An honest review of history will also reveal that whoever was alive at a given time was concerned about corruption and economic collapse, no matter the country or type of government. There has always been, since the beginning of time, a struggle for power over other humans that limits freedom and strains their ability to provide for themselves. Throw in the nearly constant conscription or coercion to fight “for the country,” and you have ongoing depletion of resources for the sake of destructive activity. But it is nothing new, and people frequently find ways to make the best of the ensuing economic incentives.

It is almost entertaining, because everyone talks about “the good old days,” like those days were some place of magical happiness, purity, and camaraderie; but the next minute they are exposing the despotism of kings and emperor of the past that left everyone in abject poverty. But we give our despots different titles, so we don’t feel so oppressed. No matter that people have always manipulated and lied and killed to get what they want, the world and its economic system are ready to collapse now.

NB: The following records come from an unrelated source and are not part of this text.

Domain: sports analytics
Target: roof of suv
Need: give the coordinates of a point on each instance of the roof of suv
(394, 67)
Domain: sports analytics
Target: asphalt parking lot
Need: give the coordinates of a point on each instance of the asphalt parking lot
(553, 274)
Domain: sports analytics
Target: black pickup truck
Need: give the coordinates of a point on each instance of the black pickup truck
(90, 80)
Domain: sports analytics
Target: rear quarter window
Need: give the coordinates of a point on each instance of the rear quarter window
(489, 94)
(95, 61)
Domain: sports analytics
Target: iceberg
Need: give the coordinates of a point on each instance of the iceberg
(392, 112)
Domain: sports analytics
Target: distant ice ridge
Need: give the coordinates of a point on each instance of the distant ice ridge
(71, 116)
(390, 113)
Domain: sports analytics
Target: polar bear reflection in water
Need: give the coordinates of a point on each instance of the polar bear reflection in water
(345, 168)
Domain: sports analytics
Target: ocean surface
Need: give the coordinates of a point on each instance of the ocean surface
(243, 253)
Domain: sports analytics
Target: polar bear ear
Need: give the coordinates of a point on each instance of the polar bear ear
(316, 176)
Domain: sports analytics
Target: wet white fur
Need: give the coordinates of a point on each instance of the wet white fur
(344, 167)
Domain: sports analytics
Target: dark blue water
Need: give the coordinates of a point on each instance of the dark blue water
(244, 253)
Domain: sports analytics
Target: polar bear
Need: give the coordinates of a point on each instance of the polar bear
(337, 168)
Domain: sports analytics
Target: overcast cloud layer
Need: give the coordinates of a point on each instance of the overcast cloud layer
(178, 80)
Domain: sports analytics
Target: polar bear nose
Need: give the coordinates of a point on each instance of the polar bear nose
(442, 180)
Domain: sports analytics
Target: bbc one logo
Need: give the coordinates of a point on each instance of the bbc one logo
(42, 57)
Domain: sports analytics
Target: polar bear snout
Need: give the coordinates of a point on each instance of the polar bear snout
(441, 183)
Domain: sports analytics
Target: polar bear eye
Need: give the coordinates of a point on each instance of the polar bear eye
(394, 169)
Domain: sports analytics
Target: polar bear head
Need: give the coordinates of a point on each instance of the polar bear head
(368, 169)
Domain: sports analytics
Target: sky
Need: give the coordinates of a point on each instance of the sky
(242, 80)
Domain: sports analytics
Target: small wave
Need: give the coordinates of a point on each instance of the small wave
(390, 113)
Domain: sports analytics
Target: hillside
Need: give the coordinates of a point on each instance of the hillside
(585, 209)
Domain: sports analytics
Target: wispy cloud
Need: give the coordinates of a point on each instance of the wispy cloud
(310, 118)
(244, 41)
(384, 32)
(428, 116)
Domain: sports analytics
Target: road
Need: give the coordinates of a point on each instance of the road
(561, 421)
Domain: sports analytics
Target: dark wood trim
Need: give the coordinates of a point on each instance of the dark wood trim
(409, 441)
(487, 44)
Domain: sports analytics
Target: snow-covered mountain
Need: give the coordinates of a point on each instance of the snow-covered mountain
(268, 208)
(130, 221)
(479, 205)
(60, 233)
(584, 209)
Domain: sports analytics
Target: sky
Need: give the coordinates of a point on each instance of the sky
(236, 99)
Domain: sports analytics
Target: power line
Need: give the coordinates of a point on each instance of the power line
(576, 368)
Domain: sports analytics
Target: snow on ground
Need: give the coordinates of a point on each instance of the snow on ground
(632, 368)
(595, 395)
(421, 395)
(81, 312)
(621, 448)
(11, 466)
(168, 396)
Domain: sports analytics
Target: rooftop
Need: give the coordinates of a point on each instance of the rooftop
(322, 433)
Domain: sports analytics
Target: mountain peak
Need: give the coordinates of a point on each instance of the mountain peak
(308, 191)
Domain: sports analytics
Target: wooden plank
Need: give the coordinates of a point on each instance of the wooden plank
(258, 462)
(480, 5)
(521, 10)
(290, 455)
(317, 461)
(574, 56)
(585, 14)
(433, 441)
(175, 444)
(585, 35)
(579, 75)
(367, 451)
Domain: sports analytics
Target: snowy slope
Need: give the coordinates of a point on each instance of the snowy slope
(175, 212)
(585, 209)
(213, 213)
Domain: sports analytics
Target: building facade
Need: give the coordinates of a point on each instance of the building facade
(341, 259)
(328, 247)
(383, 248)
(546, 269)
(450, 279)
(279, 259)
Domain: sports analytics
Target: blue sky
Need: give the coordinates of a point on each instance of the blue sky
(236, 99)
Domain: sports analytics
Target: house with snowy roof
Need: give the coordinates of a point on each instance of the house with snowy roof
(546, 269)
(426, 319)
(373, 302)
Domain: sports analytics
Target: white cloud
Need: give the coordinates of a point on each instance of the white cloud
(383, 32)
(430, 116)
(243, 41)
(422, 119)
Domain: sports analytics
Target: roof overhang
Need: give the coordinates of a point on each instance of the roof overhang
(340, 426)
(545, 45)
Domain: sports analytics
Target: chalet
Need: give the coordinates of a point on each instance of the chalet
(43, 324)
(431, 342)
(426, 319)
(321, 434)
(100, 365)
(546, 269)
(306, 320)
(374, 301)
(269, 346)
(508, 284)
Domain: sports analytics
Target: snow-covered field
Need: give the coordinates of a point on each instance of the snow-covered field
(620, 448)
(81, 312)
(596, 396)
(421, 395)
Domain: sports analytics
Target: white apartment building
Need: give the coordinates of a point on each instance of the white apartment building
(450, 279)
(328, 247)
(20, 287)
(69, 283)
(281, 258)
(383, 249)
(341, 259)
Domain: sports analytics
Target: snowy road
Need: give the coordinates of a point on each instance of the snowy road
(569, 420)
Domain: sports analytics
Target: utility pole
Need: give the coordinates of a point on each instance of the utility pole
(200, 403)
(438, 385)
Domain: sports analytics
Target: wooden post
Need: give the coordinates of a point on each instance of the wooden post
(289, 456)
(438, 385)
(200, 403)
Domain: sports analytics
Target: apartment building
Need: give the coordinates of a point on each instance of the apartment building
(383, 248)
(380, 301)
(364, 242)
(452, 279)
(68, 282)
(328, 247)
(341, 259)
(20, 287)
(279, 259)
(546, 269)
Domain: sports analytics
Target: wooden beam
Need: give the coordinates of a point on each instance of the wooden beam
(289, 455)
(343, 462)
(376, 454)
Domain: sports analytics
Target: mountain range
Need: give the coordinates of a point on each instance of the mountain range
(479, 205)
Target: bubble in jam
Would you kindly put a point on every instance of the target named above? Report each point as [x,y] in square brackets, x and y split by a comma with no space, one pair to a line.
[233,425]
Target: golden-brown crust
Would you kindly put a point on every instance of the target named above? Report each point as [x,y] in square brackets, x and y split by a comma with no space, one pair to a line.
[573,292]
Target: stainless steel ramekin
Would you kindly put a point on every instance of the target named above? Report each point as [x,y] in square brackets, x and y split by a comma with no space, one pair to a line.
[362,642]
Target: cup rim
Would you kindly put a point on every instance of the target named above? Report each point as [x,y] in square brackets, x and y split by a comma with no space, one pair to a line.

One doesn’t have to go very far back in history to see failed predictions of collapse of various sorts, as this article about failed predictions in explores. How could they have been so wrong? Part of the answer is that they didn’t really care if they were right. They were simply trying to influence behavior at the time. Truth or what could truly be known were irrelevant. Also, they couldn’t really know things like:

  • How creative people can be
  • How resilient planet earth is
  • How many resources there really are
  • What all the facts were
  • How to take into account all the possible variables in such a complex system
  • How to set up their models for realistic extrapolation
  • How to filter out their own biases from evaluating the apparent results

Plus, they either ignored or were unaware of some basic economic principles that were causing some of the problems that they were concerned about. Thus, they were not expecting the nearly unavoidable human responses to economic challenges. A good example of this in the article is the trouble of “the commons” that is attempted in many situations.

Another thing to be suspicious of when reading news or reports about “experts” foretelling economic collapse is that the so-called credentials of said experts are listed in the form of previously positive predictions. Doubtless, they can’t really predict the future. It is one thing to understand basic concepts of how economics works, it is quite another to know exactly how it is going to play out. Again, there are too many variables. They also aren’t going to list all the times they were wrong, and you know they were some of the time. Some of them may be wiser and more well-meaning than others, but they can’t know enough about everything at play in the market, even if it is overly manipulated by the government. All they can do is predict some sort of outcome, and sooner or later they may be “right,” because bad stuff happens. How hard is it to predict that? It’s kind of like predicting someone is going to die. Um, yeah, but when and how?

Unfortunately, a lot of predictions of doom are scare tactics to get people, particularly potential investors, to act a certain way or buy a certain service/product. Maybe the offers are honest, and offering something worthwhile, but maybe they aren’t. It is your money and any pressure to act precipitously with it should be viewed with great suspicion. Any coercion or impulse to act out of fear is not unlike investing because of “good emotions,” which most people can see are not a good basis for investment choices. Neither is fear. Everything must be evaluated as dispassionately as possible, with wisdom.

Investing has been going on since people have been cooperating with each other for goods and services, which is what economics is all about.  There have always been predictions of doom and collapse, too. There may be cycles of types of economic systems, with more or less freedom and more or less prosperity, but economics doesn’t go away. No one can guarantee what anything you own will be worth tomorrow, just like they can’t predict anything else about your future. Let the predictions of economic doom keep you on your toes with research to some extent, but don’t let them take control of your investing or your mind.